I am working on my plot this week. I never really thought about what plot is until I started struggling with my own version. I have the major ideas that are not character or setting based, but when it came down to the sequence of events that happened either to force the characters to react or not I got stuck. When I get stuck, I have the habit of reading writing blogs, books, websites, magazines or whatever I can get my greedy hands on to work through it in my subconscious. (Yes, I know I’m a writing geek.) I came across this sentence in Patricia C. Wrede’s Fabulous (my word not hers) Blog that really got me thinking (to the point that I wrote this without finishing the rest of her blog on Plot until afterwards.) She wrote:
A plot, by my definition, is a sequence of events, nearly always tied together by causality, that involve characters and take place in a setting. I prefer the sort that have a problem to solve and some sort of resolution or closure at the end.

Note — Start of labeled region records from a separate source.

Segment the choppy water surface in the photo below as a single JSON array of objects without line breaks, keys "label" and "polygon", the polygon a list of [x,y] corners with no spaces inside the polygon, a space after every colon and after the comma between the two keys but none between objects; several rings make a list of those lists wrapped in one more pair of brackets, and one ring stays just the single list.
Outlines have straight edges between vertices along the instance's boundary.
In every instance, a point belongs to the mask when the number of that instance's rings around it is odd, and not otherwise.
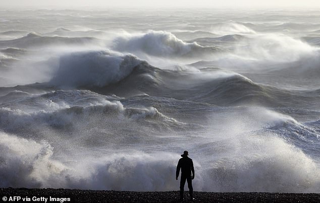
[{"label": "choppy water surface", "polygon": [[318,192],[318,11],[0,11],[0,186]]}]

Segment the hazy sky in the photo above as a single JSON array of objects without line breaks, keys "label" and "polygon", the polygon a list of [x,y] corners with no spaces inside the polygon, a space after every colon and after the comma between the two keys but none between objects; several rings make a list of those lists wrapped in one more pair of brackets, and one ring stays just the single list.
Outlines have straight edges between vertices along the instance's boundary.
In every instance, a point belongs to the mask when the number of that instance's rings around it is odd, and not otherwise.
[{"label": "hazy sky", "polygon": [[320,8],[320,0],[0,0],[2,7]]}]

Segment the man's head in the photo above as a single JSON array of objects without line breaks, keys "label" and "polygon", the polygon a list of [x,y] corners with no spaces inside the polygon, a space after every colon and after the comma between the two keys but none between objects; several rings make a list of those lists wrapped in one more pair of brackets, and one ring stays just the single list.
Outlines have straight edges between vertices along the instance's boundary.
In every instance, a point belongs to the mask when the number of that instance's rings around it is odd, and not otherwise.
[{"label": "man's head", "polygon": [[185,151],[184,152],[183,152],[183,154],[181,155],[181,156],[182,157],[187,157],[188,155],[189,155],[189,153],[188,153],[188,151]]}]

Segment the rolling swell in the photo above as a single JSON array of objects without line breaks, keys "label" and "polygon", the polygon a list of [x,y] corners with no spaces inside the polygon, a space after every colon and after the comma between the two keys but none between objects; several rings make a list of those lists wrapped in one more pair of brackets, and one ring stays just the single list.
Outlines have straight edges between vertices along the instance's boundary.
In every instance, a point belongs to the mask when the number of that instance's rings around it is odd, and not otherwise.
[{"label": "rolling swell", "polygon": [[[253,104],[271,107],[298,105],[297,102],[307,105],[317,98],[306,97],[303,92],[257,84],[239,74],[228,73],[227,76],[223,74],[221,76],[221,72],[224,73],[221,70],[206,69],[200,70],[200,76],[198,76],[192,73],[161,70],[143,62],[123,80],[90,89],[101,94],[124,97],[147,94],[218,105]],[[204,78],[202,82],[192,84],[195,77],[201,78],[206,72],[212,74],[212,78]],[[184,81],[187,79],[190,83],[185,85]],[[293,98],[295,102],[293,102]]]},{"label": "rolling swell", "polygon": [[27,36],[11,40],[0,41],[0,47],[15,47],[29,48],[37,46],[46,47],[48,45],[84,45],[98,40],[93,37],[64,37],[41,36],[36,33],[30,33]]},{"label": "rolling swell", "polygon": [[196,42],[185,42],[174,34],[164,31],[150,31],[129,38],[119,37],[114,42],[113,48],[122,52],[143,52],[160,57],[200,56],[219,51],[214,46],[203,46]]}]

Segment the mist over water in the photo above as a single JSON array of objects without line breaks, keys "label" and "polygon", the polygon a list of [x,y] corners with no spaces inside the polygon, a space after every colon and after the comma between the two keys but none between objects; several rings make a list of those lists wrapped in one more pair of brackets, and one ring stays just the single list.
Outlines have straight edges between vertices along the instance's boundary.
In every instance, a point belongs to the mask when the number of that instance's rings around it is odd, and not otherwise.
[{"label": "mist over water", "polygon": [[317,192],[319,16],[0,10],[0,186]]}]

What it got me thinking about was that I cannot tell you how many times I’ve been talking to other writers and they think they are talking about plot but in reality they are talking about character issues or setting issues. Not that it’s right or wrong. If that is what they are focusing on, great, it’s their book not mine. I like plot. I love how I can make something happen that the characters now have to deal with. Remember the pool with the shark? If the shark is hungry or the character is bleeding it is no longer sink or swim . . . it is live or die. So plot can do a lot with a story. Turn it in a direction you’re not expecting. Or the plot point hit and the character is now doing something you didn’t expect. I love those moments of discovery in my writing. The hope that I keep experiencing these things and enjoying them keeps me sitting down to see what the characters do next.

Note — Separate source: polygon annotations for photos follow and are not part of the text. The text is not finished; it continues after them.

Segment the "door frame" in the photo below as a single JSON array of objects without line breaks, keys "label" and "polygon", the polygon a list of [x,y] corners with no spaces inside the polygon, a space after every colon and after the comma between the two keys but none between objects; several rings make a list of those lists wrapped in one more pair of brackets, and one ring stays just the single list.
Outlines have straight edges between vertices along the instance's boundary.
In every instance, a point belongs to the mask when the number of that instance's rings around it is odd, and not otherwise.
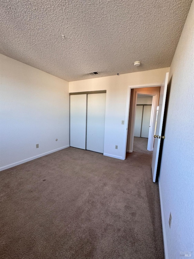
[{"label": "door frame", "polygon": [[[125,132],[124,134],[124,147],[123,157],[124,159],[125,159],[126,155],[126,151],[127,149],[127,134],[128,133],[128,124],[129,123],[129,106],[130,101],[130,96],[131,92],[132,89],[135,88],[143,88],[146,87],[160,87],[161,85],[161,83],[152,83],[149,84],[143,84],[135,85],[133,85],[128,86],[127,89],[127,103],[126,106],[126,110],[125,115],[125,121],[126,122],[125,124]],[[135,103],[136,101],[135,100]],[[134,134],[134,116],[132,116],[132,125],[133,125],[133,130],[132,132],[132,136],[133,136]],[[133,139],[132,140],[132,144],[133,144]]]}]

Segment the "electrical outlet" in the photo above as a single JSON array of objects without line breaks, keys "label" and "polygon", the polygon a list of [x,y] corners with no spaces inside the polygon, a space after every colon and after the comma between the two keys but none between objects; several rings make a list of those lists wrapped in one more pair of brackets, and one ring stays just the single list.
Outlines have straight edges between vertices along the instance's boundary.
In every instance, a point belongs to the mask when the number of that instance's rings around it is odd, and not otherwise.
[{"label": "electrical outlet", "polygon": [[172,214],[171,214],[171,212],[170,213],[170,216],[169,217],[169,227],[170,228],[171,227],[171,223],[172,222]]}]

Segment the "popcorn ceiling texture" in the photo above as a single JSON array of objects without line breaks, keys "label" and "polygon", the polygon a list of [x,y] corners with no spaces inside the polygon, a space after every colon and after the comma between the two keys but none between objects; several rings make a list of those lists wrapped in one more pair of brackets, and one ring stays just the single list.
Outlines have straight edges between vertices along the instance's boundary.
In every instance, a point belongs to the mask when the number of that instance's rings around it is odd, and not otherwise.
[{"label": "popcorn ceiling texture", "polygon": [[169,67],[191,2],[2,0],[0,52],[69,81]]}]

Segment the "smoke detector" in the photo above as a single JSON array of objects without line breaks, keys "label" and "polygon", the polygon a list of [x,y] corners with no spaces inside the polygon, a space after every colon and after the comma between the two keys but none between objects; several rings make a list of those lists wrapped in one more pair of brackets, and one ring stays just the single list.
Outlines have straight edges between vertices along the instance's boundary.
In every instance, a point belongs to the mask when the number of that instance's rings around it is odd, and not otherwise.
[{"label": "smoke detector", "polygon": [[94,75],[98,75],[99,73],[96,71],[96,72],[91,72],[91,73],[89,73],[89,74],[91,76],[93,76]]},{"label": "smoke detector", "polygon": [[141,64],[140,61],[136,61],[134,62],[134,66],[139,66]]}]

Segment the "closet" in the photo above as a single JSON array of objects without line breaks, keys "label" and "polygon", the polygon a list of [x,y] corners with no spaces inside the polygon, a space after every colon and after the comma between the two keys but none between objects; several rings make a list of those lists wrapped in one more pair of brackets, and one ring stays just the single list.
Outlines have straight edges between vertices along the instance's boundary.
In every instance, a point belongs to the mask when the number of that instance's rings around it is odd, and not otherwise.
[{"label": "closet", "polygon": [[70,94],[70,146],[103,153],[106,91]]}]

Back to the plodding . . . I mean plotting. Is my sequence of events moving too slowly? I am beginning to think that instead of plotting I’m plodding. I might have added too much detail of what is going on (for my taste) in how a book is paced. I know there are a lot of writers who can focus on the small details and really make it come to life for a lot of readers. Robert Parker comes to mind with the descriptions of cooking or food in his Spenser novels. Science fiction writers like Arthur C. Clarke, Stanislaw Lem, and Poul Anderson come to mind where they go into great detail of the science of how things work. My dirty secret: I skip these parts. I’m a character person, a plot person, a setting person . . . a story person. I could care less how the dish was made, what ingredients went into it, or how it tasted to the characters. I don’t want to know how the faster-than-light-engine works, or the super-duper-insta-trasporter broke and how we’re going to fix it unless it is a key part of the plot. I know people who love that kind of story because that kind of detail makes it real for them. But that is not my thing.

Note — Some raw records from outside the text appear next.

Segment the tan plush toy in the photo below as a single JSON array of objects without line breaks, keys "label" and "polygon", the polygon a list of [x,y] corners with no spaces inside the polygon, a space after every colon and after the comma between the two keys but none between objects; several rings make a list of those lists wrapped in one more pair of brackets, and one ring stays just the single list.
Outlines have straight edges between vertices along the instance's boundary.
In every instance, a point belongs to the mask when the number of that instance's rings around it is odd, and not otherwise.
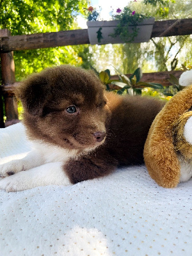
[{"label": "tan plush toy", "polygon": [[164,188],[175,188],[192,177],[192,70],[181,75],[179,83],[187,87],[157,115],[144,148],[150,177]]}]

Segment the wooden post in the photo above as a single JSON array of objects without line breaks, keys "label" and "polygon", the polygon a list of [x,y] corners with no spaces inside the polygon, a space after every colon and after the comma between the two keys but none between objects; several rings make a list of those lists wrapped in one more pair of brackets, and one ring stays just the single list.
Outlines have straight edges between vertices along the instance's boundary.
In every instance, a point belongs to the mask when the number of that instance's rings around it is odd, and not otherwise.
[{"label": "wooden post", "polygon": [[[0,30],[1,37],[8,37],[11,36],[8,29]],[[4,92],[3,93],[5,114],[6,121],[5,126],[17,122],[18,111],[16,97],[12,94],[6,92],[6,88],[13,84],[15,81],[15,63],[13,59],[13,52],[0,53],[1,62],[2,87]],[[4,89],[4,90],[3,90]]]}]

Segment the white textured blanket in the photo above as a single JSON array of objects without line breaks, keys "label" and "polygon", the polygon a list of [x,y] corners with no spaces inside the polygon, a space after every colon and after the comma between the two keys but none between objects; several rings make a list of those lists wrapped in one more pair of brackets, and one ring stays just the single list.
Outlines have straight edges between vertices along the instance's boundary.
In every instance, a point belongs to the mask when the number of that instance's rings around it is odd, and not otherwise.
[{"label": "white textured blanket", "polygon": [[[21,124],[0,129],[0,157],[29,150]],[[68,187],[0,190],[0,255],[190,256],[191,194],[191,180],[164,189],[144,166]]]}]

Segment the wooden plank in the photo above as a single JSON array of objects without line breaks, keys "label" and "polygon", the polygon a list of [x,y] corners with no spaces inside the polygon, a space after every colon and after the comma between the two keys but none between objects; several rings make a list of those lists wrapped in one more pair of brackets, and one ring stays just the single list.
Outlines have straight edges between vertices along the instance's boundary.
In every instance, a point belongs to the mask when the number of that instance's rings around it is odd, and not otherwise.
[{"label": "wooden plank", "polygon": [[[152,73],[143,73],[141,81],[147,83],[157,83],[162,84],[163,86],[168,86],[171,85],[168,81],[170,74],[175,76],[177,78],[179,78],[184,71],[173,70],[173,71],[164,71]],[[126,75],[128,77],[131,74]],[[112,79],[118,79],[118,76],[112,76]]]},{"label": "wooden plank", "polygon": [[192,19],[156,21],[151,37],[192,34]]},{"label": "wooden plank", "polygon": [[[1,33],[3,35],[6,34],[6,36],[10,36],[10,31],[7,29],[3,29],[3,31],[0,31],[0,37],[2,35]],[[6,53],[1,52],[0,57],[2,84],[4,86],[4,88],[6,88],[9,84],[14,84],[15,81],[13,52],[12,51]],[[18,119],[17,103],[16,97],[13,95],[3,93],[3,97],[5,105],[5,114],[6,116],[5,126],[6,126],[6,122],[10,122],[10,121],[13,120]]]},{"label": "wooden plank", "polygon": [[[162,20],[155,22],[152,38],[190,34],[192,34],[192,19]],[[90,44],[88,29],[68,30],[13,36],[3,36],[0,38],[0,52],[6,52],[12,51],[85,44]]]},{"label": "wooden plank", "polygon": [[[175,71],[164,71],[152,73],[143,73],[141,81],[147,83],[160,83],[164,86],[171,85],[170,83],[168,81],[170,79],[170,74],[175,76],[178,79],[184,71],[175,70]],[[125,75],[128,77],[131,74]],[[118,79],[118,76],[111,76],[111,79]],[[15,82],[12,84],[8,84],[6,86],[2,86],[2,91],[3,93],[8,93],[10,95],[14,95],[14,91],[17,86],[19,86],[19,82]]]}]

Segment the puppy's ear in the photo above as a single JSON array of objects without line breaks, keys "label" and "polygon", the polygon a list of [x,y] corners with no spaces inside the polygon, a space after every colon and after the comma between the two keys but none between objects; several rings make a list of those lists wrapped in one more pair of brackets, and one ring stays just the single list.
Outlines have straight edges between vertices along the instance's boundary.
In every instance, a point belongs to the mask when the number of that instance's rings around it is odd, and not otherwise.
[{"label": "puppy's ear", "polygon": [[24,110],[31,115],[41,116],[45,104],[51,99],[51,92],[45,76],[33,74],[20,83],[15,95]]}]

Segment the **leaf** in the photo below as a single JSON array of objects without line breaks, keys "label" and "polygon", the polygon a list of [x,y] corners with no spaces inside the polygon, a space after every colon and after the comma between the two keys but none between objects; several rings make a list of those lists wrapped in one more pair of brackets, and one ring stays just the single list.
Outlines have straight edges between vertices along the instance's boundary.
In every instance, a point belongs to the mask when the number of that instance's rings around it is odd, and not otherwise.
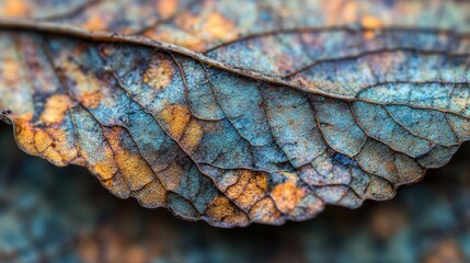
[{"label": "leaf", "polygon": [[[127,20],[153,9],[108,3],[51,14],[72,27],[1,20],[0,108],[23,150],[146,207],[221,227],[303,220],[390,198],[469,138],[466,2],[416,1],[411,20],[408,1],[248,2],[233,15],[180,2],[192,8],[154,25]],[[112,19],[84,31],[99,14]]]}]

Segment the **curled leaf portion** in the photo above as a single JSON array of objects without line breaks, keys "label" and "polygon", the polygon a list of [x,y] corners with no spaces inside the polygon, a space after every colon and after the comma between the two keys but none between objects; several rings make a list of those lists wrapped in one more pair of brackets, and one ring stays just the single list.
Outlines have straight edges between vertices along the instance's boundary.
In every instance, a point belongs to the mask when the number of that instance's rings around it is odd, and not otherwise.
[{"label": "curled leaf portion", "polygon": [[[296,73],[314,82],[296,88],[158,43],[1,35],[0,106],[22,149],[84,165],[117,196],[216,226],[390,198],[470,133],[467,57],[444,48],[319,61]],[[416,80],[400,73],[411,65]],[[347,85],[314,77],[322,68]],[[375,78],[354,78],[355,68]]]},{"label": "curled leaf portion", "polygon": [[465,1],[55,2],[0,0],[1,119],[145,207],[303,220],[470,138]]}]

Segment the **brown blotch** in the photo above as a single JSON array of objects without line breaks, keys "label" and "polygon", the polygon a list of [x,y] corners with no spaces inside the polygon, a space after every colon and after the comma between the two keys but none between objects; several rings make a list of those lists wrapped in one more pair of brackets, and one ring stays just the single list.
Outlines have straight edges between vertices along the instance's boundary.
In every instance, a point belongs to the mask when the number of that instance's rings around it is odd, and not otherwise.
[{"label": "brown blotch", "polygon": [[20,148],[32,156],[38,156],[39,152],[34,144],[35,129],[31,123],[33,115],[27,113],[20,116],[10,116],[10,118],[14,123],[15,139]]},{"label": "brown blotch", "polygon": [[245,225],[249,218],[236,209],[233,205],[223,196],[214,198],[209,207],[207,208],[206,215],[215,221],[225,222],[229,225]]},{"label": "brown blotch", "polygon": [[170,135],[180,140],[191,122],[191,112],[183,105],[173,104],[167,106],[160,117],[168,125]]},{"label": "brown blotch", "polygon": [[106,28],[106,23],[103,20],[103,15],[100,13],[93,13],[88,20],[82,24],[82,27],[88,31],[102,31]]},{"label": "brown blotch", "polygon": [[271,196],[280,211],[289,214],[306,195],[306,191],[297,187],[297,179],[293,173],[284,172],[286,181],[273,187]]},{"label": "brown blotch", "polygon": [[153,180],[142,190],[136,192],[134,196],[139,203],[149,208],[156,208],[164,205],[167,191],[158,180]]},{"label": "brown blotch", "polygon": [[376,36],[377,31],[382,26],[382,22],[375,16],[364,16],[360,19],[360,24],[366,28],[364,38],[370,39]]},{"label": "brown blotch", "polygon": [[249,209],[263,198],[267,191],[267,174],[242,170],[239,180],[227,190],[227,196],[242,208]]},{"label": "brown blotch", "polygon": [[99,91],[83,92],[80,95],[80,101],[84,106],[95,108],[100,105],[103,94]]},{"label": "brown blotch", "polygon": [[279,220],[282,214],[276,208],[273,199],[266,197],[253,205],[250,216],[253,218],[253,221],[276,222]]},{"label": "brown blotch", "polygon": [[56,94],[49,96],[39,119],[47,125],[62,123],[71,103],[72,102],[68,95]]},{"label": "brown blotch", "polygon": [[[83,47],[76,48],[76,52],[80,52],[81,48]],[[87,107],[98,107],[103,99],[101,89],[103,83],[93,73],[85,75],[73,61],[62,59],[60,68],[66,77],[74,83],[72,90],[78,96],[77,99]]]},{"label": "brown blotch", "polygon": [[162,19],[168,19],[177,10],[179,0],[157,1],[157,10]]},{"label": "brown blotch", "polygon": [[163,89],[171,83],[174,76],[174,65],[168,56],[156,54],[149,68],[144,73],[144,83],[153,89]]}]

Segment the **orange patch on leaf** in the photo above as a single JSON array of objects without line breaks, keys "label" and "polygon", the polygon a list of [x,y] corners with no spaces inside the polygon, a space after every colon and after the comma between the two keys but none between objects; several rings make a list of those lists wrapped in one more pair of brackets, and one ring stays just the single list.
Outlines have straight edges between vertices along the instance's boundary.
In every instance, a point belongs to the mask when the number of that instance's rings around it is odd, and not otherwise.
[{"label": "orange patch on leaf", "polygon": [[287,180],[284,183],[274,186],[271,196],[273,197],[276,206],[283,211],[288,214],[306,195],[303,188],[297,187],[297,179],[295,174],[284,172]]},{"label": "orange patch on leaf", "polygon": [[157,10],[162,19],[168,19],[177,10],[177,0],[157,1]]},{"label": "orange patch on leaf", "polygon": [[103,18],[100,14],[92,14],[82,25],[84,30],[89,31],[102,31],[106,26]]},{"label": "orange patch on leaf", "polygon": [[84,92],[81,94],[80,101],[84,106],[95,108],[100,105],[102,98],[103,94],[99,91]]},{"label": "orange patch on leaf", "polygon": [[68,95],[56,94],[51,95],[46,101],[46,106],[41,114],[39,119],[45,124],[60,124],[71,105],[71,100]]},{"label": "orange patch on leaf", "polygon": [[0,15],[7,18],[22,18],[31,13],[31,8],[24,0],[5,0],[0,5]]},{"label": "orange patch on leaf", "polygon": [[267,174],[243,170],[239,180],[227,190],[227,196],[234,199],[242,208],[249,209],[267,192]]},{"label": "orange patch on leaf", "polygon": [[215,221],[221,221],[229,225],[244,225],[249,218],[241,211],[237,210],[233,205],[223,196],[214,198],[206,215]]},{"label": "orange patch on leaf", "polygon": [[[7,58],[2,61],[2,75],[1,77],[7,83],[15,83],[20,79],[21,65],[18,59]],[[13,85],[14,87],[14,85]]]},{"label": "orange patch on leaf", "polygon": [[382,26],[382,22],[374,16],[364,16],[360,20],[360,24],[367,28],[367,31],[364,33],[364,37],[366,39],[374,38],[376,36],[376,31]]}]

I think I’ll try and adjust the zoom lens on my internal camera and see if putting the plot into less granular detail helps me move ahead with this story. Just gotta remember where the key points are and keep going. Maybe then I’ll stop plodding and start plotting again.
Author’s note: Apologies for the week hiatus. My sister was getting married and I didn’t account for how much I would get sucked in to doing things around and for the wedding. Therefore I got NO writing done.